Eine Lawine ist grundlegend eine große Masse von Schnee, die einen steilen Berg oder Hang hinabrutscht. Die gefährlichste Art ist das Schneebrett, das dann abgeht, wenn sich eine gebundene Schneefläche löst und am Hang abrutscht.

Ein Schneebrett kann sehr weich (Pulverschnee) oder sehr hart (wie ein Holzboden) sein und sehr gefährlich werden, wenn es eine schwächere Schneeschicht an einem steilen Hang überlagert. Die meisten Lawinenopfer lösen die Lawine selbst aus.


Wissen bedeutet Sicherheit!

Um Wissen und Erfahrung zu sammeln, ist es ratsam, Lawinenkurse zu belegen, mit erfahrenen Leuten ins Gelände zu gehen und abseits der Piste einerseits viel Spaß zu haben, andererseits aber auch immer darauf eingestellt zu sein, im Ernstfall nach Verschütteten suchen zu können.

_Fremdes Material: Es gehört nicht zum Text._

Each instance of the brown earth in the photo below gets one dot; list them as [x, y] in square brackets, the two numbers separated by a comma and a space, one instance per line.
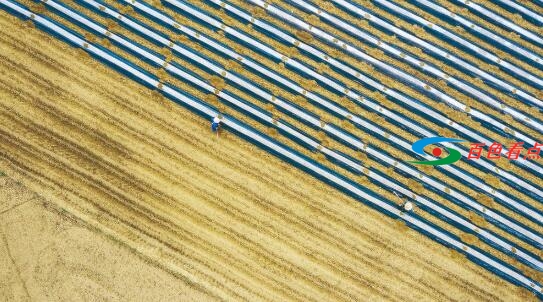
[136, 200]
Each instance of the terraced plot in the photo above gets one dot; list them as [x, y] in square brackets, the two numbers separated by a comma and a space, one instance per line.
[344, 103]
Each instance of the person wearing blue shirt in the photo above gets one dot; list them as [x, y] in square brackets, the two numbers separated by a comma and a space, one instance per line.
[215, 125]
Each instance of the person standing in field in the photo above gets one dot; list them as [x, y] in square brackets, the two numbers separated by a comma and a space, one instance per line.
[215, 125]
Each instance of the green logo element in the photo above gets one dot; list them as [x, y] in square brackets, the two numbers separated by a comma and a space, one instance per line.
[454, 155]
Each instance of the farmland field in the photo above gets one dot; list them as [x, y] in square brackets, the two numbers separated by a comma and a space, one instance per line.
[99, 167]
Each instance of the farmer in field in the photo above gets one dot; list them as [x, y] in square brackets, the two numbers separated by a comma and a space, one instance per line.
[215, 125]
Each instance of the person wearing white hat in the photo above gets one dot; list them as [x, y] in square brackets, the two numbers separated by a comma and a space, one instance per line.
[215, 125]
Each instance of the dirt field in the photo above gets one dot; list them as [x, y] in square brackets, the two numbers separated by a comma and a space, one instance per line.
[137, 201]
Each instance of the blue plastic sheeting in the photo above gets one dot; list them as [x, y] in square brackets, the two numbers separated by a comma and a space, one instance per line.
[334, 132]
[122, 65]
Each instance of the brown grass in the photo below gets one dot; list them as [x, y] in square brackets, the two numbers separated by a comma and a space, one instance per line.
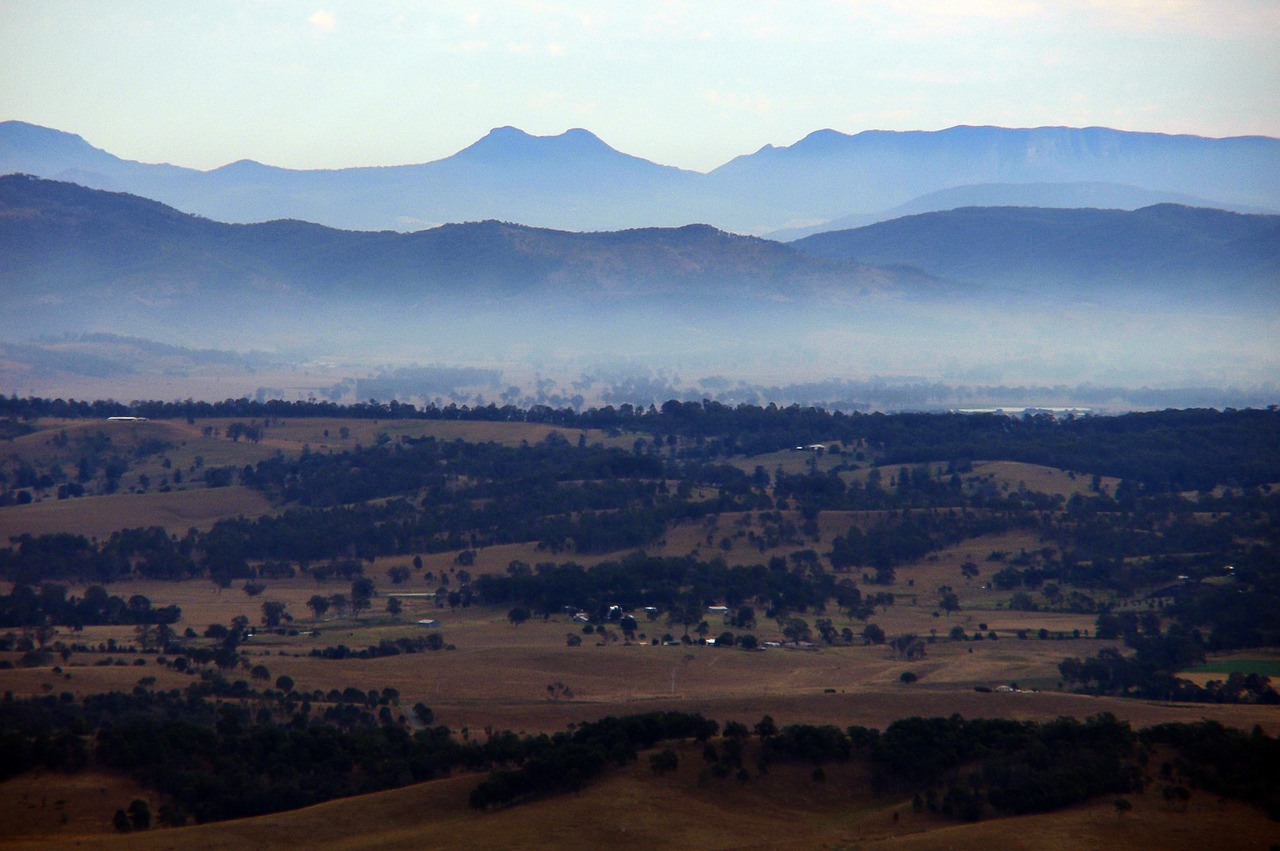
[100, 516]
[784, 809]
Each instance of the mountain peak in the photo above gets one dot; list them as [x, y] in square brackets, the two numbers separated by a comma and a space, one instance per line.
[515, 142]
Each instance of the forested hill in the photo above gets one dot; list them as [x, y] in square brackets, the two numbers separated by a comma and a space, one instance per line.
[1166, 246]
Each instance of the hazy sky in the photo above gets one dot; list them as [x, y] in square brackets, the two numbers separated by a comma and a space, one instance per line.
[330, 83]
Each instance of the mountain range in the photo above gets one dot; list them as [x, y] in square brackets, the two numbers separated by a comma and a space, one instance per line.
[62, 243]
[988, 294]
[576, 182]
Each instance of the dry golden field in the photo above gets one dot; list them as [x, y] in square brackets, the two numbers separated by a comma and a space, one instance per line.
[497, 676]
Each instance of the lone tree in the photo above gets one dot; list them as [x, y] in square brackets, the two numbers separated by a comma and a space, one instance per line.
[273, 613]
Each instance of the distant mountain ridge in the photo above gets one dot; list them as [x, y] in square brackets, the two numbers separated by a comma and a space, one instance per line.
[1166, 248]
[60, 241]
[576, 182]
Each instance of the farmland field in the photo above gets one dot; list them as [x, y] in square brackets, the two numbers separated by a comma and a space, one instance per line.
[976, 622]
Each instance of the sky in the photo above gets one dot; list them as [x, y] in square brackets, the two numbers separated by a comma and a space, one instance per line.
[329, 83]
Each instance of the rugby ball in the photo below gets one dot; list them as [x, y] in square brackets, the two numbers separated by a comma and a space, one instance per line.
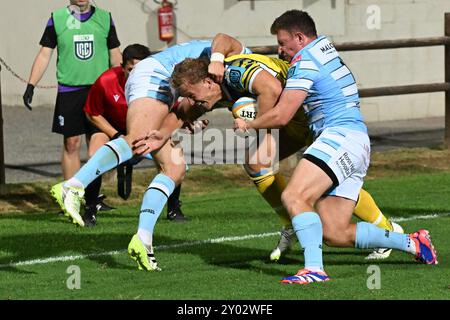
[245, 108]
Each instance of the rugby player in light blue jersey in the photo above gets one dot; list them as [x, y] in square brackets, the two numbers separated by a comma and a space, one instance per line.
[322, 192]
[149, 98]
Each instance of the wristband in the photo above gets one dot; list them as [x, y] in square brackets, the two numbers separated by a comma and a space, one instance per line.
[117, 135]
[217, 56]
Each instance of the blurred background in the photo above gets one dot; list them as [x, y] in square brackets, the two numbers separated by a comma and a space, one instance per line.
[249, 21]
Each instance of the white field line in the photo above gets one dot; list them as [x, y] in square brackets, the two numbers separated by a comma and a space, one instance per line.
[185, 244]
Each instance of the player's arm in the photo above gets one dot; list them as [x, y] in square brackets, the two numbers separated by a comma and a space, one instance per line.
[280, 115]
[222, 46]
[37, 71]
[181, 114]
[268, 90]
[94, 109]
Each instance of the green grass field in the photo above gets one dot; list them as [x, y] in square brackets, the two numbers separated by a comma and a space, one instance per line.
[222, 252]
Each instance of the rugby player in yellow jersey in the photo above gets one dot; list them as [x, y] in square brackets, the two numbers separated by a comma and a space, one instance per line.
[263, 78]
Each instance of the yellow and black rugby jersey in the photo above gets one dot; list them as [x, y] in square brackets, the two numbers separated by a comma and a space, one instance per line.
[242, 69]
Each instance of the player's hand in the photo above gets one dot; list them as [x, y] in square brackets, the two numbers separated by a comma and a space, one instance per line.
[216, 70]
[28, 96]
[152, 141]
[195, 126]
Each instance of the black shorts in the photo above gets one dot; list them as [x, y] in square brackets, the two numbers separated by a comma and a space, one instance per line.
[69, 118]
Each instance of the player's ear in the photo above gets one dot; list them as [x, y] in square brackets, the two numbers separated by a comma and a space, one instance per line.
[300, 37]
[208, 81]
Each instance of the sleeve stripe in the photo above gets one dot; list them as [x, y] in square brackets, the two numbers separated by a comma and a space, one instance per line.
[250, 85]
[350, 90]
[340, 73]
[308, 64]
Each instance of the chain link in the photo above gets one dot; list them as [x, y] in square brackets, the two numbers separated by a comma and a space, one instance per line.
[22, 79]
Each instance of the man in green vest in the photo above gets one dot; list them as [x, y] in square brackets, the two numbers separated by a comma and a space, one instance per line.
[87, 46]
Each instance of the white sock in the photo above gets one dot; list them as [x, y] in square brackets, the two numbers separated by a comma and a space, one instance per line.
[411, 246]
[74, 182]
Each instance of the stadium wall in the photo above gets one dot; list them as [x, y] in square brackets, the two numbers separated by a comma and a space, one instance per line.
[22, 23]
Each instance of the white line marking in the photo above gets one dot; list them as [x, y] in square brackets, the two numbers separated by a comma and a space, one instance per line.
[186, 244]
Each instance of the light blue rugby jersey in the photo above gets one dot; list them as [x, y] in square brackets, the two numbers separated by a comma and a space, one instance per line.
[333, 99]
[192, 49]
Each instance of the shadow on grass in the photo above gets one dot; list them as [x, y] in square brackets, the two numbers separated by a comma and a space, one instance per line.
[88, 242]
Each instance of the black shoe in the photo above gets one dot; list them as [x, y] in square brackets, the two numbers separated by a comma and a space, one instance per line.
[101, 206]
[176, 214]
[89, 217]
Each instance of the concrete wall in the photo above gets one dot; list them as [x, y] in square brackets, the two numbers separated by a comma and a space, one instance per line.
[22, 23]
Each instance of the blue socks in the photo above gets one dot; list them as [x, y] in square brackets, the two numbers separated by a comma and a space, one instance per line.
[153, 203]
[308, 229]
[106, 158]
[370, 236]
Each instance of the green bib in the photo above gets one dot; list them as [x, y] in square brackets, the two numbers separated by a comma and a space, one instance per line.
[83, 53]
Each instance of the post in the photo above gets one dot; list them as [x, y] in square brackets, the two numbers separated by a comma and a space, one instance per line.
[447, 79]
[2, 154]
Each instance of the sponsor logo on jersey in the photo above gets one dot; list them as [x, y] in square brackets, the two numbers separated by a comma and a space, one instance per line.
[291, 72]
[235, 76]
[84, 46]
[327, 47]
[346, 165]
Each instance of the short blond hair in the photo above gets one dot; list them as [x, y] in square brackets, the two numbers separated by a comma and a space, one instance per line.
[190, 71]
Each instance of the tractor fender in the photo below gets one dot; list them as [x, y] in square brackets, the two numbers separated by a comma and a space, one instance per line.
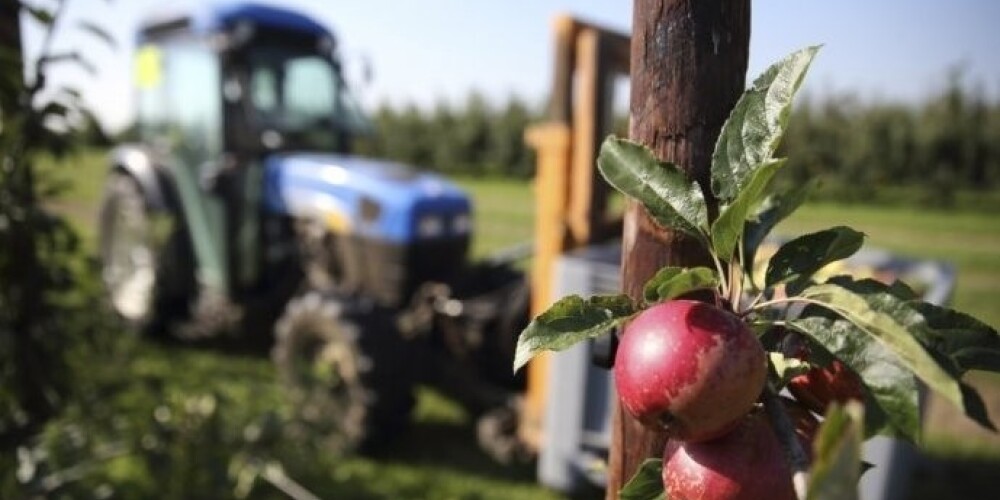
[137, 162]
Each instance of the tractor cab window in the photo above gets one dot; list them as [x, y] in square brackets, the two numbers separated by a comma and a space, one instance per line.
[302, 96]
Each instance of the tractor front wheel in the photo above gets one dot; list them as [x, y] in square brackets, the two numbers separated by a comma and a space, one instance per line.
[344, 370]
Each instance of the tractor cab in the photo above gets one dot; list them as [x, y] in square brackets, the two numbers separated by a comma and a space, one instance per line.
[243, 79]
[240, 208]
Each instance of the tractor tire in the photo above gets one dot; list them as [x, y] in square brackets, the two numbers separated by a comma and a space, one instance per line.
[345, 371]
[132, 264]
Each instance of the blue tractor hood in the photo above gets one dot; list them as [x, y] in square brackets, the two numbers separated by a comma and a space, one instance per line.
[371, 198]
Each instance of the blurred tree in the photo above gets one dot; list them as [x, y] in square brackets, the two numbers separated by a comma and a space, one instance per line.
[38, 248]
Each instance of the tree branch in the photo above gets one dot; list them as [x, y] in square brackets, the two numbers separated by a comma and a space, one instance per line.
[795, 455]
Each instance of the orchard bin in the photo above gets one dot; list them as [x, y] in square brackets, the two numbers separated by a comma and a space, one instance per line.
[577, 422]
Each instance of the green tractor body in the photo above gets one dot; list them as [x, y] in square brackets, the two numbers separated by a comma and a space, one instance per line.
[240, 206]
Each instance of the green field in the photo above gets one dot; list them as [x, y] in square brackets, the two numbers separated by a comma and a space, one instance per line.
[438, 459]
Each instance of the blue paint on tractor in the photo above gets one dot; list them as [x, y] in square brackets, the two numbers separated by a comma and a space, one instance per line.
[380, 200]
[213, 17]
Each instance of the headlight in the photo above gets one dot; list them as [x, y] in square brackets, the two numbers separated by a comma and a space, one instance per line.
[430, 226]
[461, 224]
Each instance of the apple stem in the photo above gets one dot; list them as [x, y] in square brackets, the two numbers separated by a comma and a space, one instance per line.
[797, 459]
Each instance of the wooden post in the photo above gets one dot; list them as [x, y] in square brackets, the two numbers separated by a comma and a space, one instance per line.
[688, 68]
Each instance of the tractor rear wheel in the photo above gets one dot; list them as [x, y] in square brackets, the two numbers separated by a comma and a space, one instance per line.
[345, 372]
[132, 261]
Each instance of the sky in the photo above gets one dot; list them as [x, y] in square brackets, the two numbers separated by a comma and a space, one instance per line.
[427, 51]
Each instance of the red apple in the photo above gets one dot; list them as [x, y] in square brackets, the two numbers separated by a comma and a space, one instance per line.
[689, 368]
[746, 464]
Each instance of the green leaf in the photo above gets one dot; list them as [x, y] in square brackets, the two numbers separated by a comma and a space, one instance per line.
[646, 484]
[797, 260]
[756, 124]
[774, 209]
[891, 385]
[672, 199]
[571, 320]
[99, 33]
[897, 326]
[671, 282]
[968, 342]
[728, 228]
[837, 454]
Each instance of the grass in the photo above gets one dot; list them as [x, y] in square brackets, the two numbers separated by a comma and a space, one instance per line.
[439, 459]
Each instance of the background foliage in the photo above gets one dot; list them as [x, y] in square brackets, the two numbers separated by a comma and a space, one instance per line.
[89, 412]
[943, 151]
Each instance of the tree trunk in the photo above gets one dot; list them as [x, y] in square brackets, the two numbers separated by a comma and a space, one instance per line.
[21, 273]
[689, 61]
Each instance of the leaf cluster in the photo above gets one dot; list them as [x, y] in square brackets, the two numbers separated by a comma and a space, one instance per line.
[891, 339]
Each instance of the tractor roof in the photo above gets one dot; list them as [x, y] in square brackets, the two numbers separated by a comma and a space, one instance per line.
[211, 17]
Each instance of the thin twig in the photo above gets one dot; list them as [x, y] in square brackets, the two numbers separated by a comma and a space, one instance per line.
[795, 455]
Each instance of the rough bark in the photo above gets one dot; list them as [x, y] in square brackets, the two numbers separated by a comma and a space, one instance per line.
[688, 61]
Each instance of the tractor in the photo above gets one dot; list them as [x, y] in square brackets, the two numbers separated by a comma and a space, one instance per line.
[240, 208]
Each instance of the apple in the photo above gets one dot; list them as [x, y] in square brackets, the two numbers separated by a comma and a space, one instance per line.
[746, 464]
[689, 368]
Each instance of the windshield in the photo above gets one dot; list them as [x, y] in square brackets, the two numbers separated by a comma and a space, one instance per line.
[302, 96]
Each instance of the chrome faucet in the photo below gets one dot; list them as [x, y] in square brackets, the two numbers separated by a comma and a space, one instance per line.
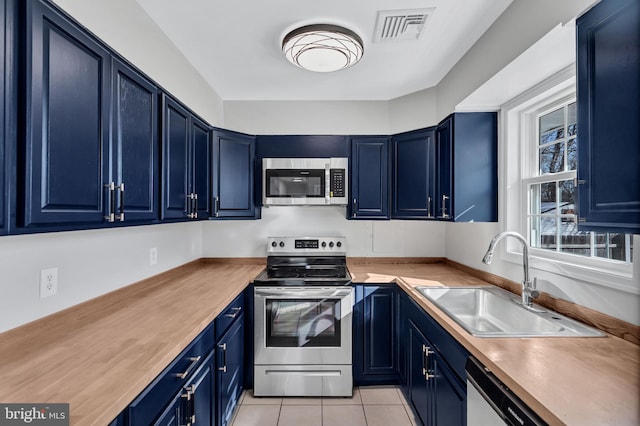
[529, 291]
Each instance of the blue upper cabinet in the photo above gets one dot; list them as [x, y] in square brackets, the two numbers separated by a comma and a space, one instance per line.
[185, 150]
[91, 151]
[608, 88]
[201, 170]
[135, 144]
[175, 155]
[414, 171]
[369, 179]
[233, 175]
[467, 182]
[67, 122]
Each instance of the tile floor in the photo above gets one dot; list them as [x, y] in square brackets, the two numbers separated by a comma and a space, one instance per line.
[369, 406]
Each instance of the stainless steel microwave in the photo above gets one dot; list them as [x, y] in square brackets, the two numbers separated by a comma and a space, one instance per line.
[305, 181]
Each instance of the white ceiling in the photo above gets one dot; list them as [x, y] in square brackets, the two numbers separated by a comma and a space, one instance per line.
[235, 45]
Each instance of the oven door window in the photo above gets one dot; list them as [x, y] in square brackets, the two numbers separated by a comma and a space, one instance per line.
[296, 323]
[295, 183]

Wenn Du Dir nicht sicher bist, ob Du erfahren genug bist, um in lawinengefährdetem Terrain unterwegs zu sein, dann bleibe auf der Piste oder engagiere einen professionellen, zertifizierten Berg- und Skiführer.

Innerhalb erschlossener Wintersportgebiete sorgen die Pistendienste durch vorbeugende Sicherheitsmaßnahmen und Aufklärung für sichere und genussvolle Verhältnisse.